One study published by the London School of Economics traced the impact of banning mobile phones at schools on exam scores. Researchers found that students in schools schools with phone bans earned higher test scores and that low-performing students benefited the most. “Restricting mobile phone use can be a low-cost policy to reduce educational inequalities,” concludes the study.

Another study published in the Journal of Communication Education found that students without mobile phones performed better in several different areas. They wrote down 62 percent more information in their notes, were able to recall more detailed information from class and scored a full letter grade-and-a-half higher on a multiple choice test than those who were actively using their mobile phones.

Research published by the University of Chicago found that even if cell phones are turned off, turned face down or put away, their mere presence reduces people’s cognitive capacity.

Today, 95 percent of American adults owns a cell phone of some kind and 77 percent own a smartphone, according to the Pew Research Center. Pew also reports that 95 percent of teens have or have access to a smartphone, and 45 percent of teens say they are online on a near-constant basis.

The meteoric rise in mobile devices such as these has radically changing classrooms across the country and around the world.

But while researchers maintain that cell phones, along with other forms of technology, have the potential to be distracting, others say that banning cell phones is an over-adjustment, and many claim that having phones in schools can be helpful for students who need to stay in touch with their parents.

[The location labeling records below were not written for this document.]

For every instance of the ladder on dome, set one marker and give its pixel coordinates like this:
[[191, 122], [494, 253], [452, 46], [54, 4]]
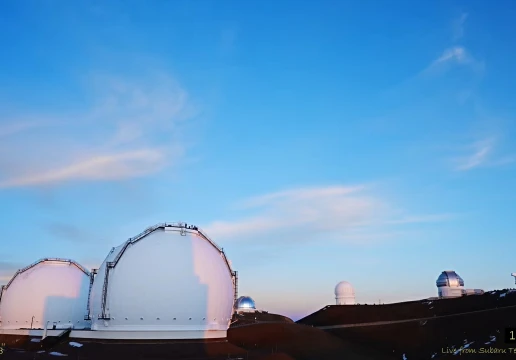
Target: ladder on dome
[[92, 277], [235, 279], [111, 264]]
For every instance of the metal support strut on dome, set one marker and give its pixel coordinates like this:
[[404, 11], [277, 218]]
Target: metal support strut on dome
[[182, 229], [235, 283], [92, 277]]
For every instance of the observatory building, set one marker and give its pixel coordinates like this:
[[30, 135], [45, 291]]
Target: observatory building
[[49, 293], [344, 293], [169, 282], [245, 304], [450, 285]]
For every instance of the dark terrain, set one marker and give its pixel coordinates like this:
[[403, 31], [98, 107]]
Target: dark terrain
[[417, 330], [473, 322]]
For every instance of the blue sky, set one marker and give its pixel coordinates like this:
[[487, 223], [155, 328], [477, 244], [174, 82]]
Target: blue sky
[[367, 141]]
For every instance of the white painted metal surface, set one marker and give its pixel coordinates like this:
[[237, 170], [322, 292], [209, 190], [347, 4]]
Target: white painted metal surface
[[53, 291], [119, 335], [172, 279], [344, 293]]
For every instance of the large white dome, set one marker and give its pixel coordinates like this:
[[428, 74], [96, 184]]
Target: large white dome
[[53, 291], [344, 293], [171, 278]]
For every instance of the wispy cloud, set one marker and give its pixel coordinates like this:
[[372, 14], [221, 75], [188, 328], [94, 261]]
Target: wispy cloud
[[458, 26], [456, 55], [482, 154], [131, 131], [481, 151], [342, 213]]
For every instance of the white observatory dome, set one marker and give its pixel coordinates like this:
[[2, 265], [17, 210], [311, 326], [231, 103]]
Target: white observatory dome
[[170, 279], [53, 291], [450, 284], [245, 303], [344, 293]]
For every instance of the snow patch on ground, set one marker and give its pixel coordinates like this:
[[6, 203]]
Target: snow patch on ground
[[55, 353]]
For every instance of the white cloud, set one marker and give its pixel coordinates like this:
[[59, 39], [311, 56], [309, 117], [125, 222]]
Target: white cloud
[[95, 168], [131, 131], [458, 26], [481, 151], [457, 55], [349, 214], [482, 154]]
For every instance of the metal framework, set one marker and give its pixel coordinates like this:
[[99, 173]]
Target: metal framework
[[92, 278], [59, 260], [182, 227]]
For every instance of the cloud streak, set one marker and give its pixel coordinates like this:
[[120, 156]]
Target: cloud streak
[[342, 213], [458, 26], [455, 56], [482, 154], [478, 157], [130, 131]]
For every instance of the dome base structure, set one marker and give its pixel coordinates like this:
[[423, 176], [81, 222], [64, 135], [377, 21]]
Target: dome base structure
[[245, 304], [345, 301], [169, 282], [450, 285], [344, 294], [51, 292]]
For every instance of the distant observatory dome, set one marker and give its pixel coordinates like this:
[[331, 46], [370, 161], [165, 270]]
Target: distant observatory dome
[[53, 291], [344, 293], [450, 284], [245, 303], [170, 279]]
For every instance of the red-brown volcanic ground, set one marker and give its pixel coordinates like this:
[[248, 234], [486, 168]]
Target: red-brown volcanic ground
[[476, 322], [438, 336], [352, 314], [260, 341]]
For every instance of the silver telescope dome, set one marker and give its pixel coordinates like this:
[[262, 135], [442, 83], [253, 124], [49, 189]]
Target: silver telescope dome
[[449, 278], [245, 302]]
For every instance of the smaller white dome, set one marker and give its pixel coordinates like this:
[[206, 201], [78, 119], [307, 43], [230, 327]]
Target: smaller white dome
[[344, 288]]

In 2015, New York City Mayor Bill de Blasio lifted a ban on cell phones in New York City schools put into place by his predecessor, Michael Bloomberg. He said that like many other parents, he and his wife, Chirlane, gave their kids cell phones so that they could stay in touch with their family. He also raised concerns that the ban was unequally enforced across schools.

“Parents should be able to call or text their kids,” de Blasio said in 2015. “Lifting the ban respects families, and it will end the unequal enforcement that has penalized students at so many high-needs schools. We are giving educators the tools and the flexibility to make this change responsibly.”

And others say that cell phones can help students learn more, rather than less. Proponents of cell phones in classrooms say that they allow students to be self-sufficient learners that can efficiently use the modern tools that available to them — and that would likely be available to them in the workplace — to learn new information.

Finally, some say that enforcing cell phone bans is simply impossible. Anita Charles, Director of Secondary Teacher Education at Bates College has observed classrooms and analyzed technology policies for years. In 2017, she wrote a chapter titled, “‘There’s a relationship’: Negotiating cell phone use in the high school classroom” in Researching New Literacies: Design, Theory, and Data in Sociocultural Investigation.

“I found that when schools attempted a blanket policy, invariably, it was unenforceable,” she said. “Teachers and students developed work-arounds.”